I am a planner. I like to make plans. I like to know plans. I don’t particularly thrive on uncertainty! So, the thought of trusting that I will get my needs met without knowing how or where? Yikes.

I can feel how my embodied response has been shaped by individualism. Though I deeply value community and collective care, I also feel I have to rely on myself. This is not so much out of distrust, but more so because I don’t want to feel like a burden. When Jesus tells the disciples to enter people’s homes and eat what is given to them, I can’t help but imagine how I would feel: awkward and uncomfortable. I’d want to do something in return to repay the kindness.
However, my double standard here is strong. If someone else came to my door, I would hope to show them hospitability and welcoming. It would not be a burden or problem to be managed. Here lies a learning: I am comfortable having other people’s back, but struggle to have trust in letting others have mine.
We live in a time when people’s access to healthcare is being stripped away, food assistance is under threat, people’s identities are being attacked, and community members are being abducted off the streets.

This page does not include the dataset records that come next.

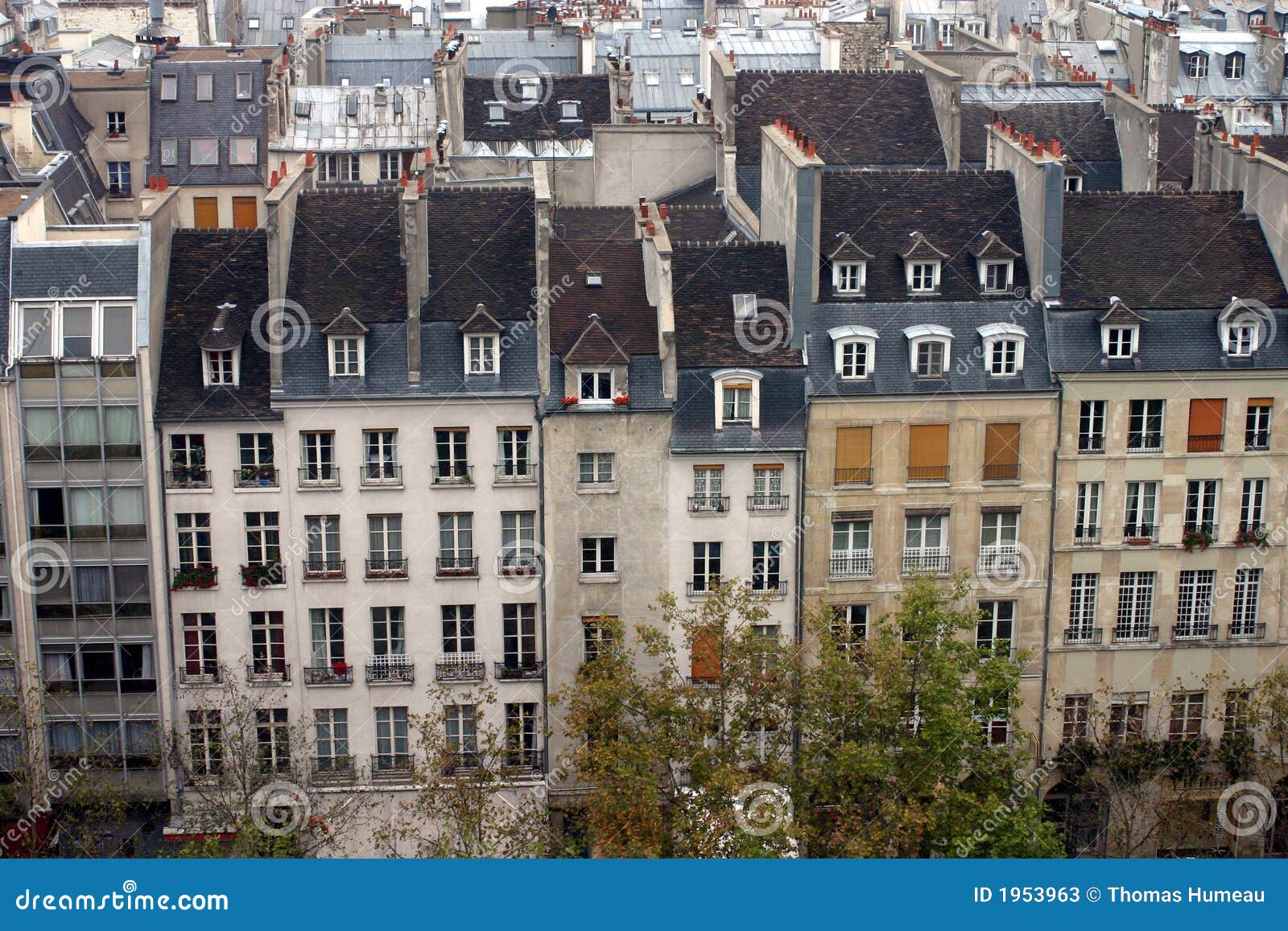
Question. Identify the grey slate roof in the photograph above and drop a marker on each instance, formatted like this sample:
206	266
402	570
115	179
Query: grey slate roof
893	371
1170	341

In his work on mutual aid, Dean Spade says, “We’re all we got. We’re all we need.” I see people embracing this truth as they block ICE and law enforcement from detaining, incarcerating, and deporting their immigrant neighbors. In so many ways, folks are showing that we have each other’s backs in a time when trusting each other has taken on a new importance.
That trust goes both ways. We must also be like the disciples, trusting that others will provide for us. What does it feel like to state what we need? To let people see our vulnerabilities, so we can be wrapped in community care? What is it like to believe we can get our needs met not because of some nebulous faith that everything will work out, but a concrete and grounded faith and trust in the people around us?
Over the coming weeks, months, and years, we will certainly have the chance to be the community members who welcomed the disciples in their homes. We’re going to need to keep showing up. We need to protect and provide for our neighbors. But in this time of uncertainty, it is likely we’ll also have opportunities to be the disciples, trusting our community will provide for us, too. “We’re all we got. We’re all we need.”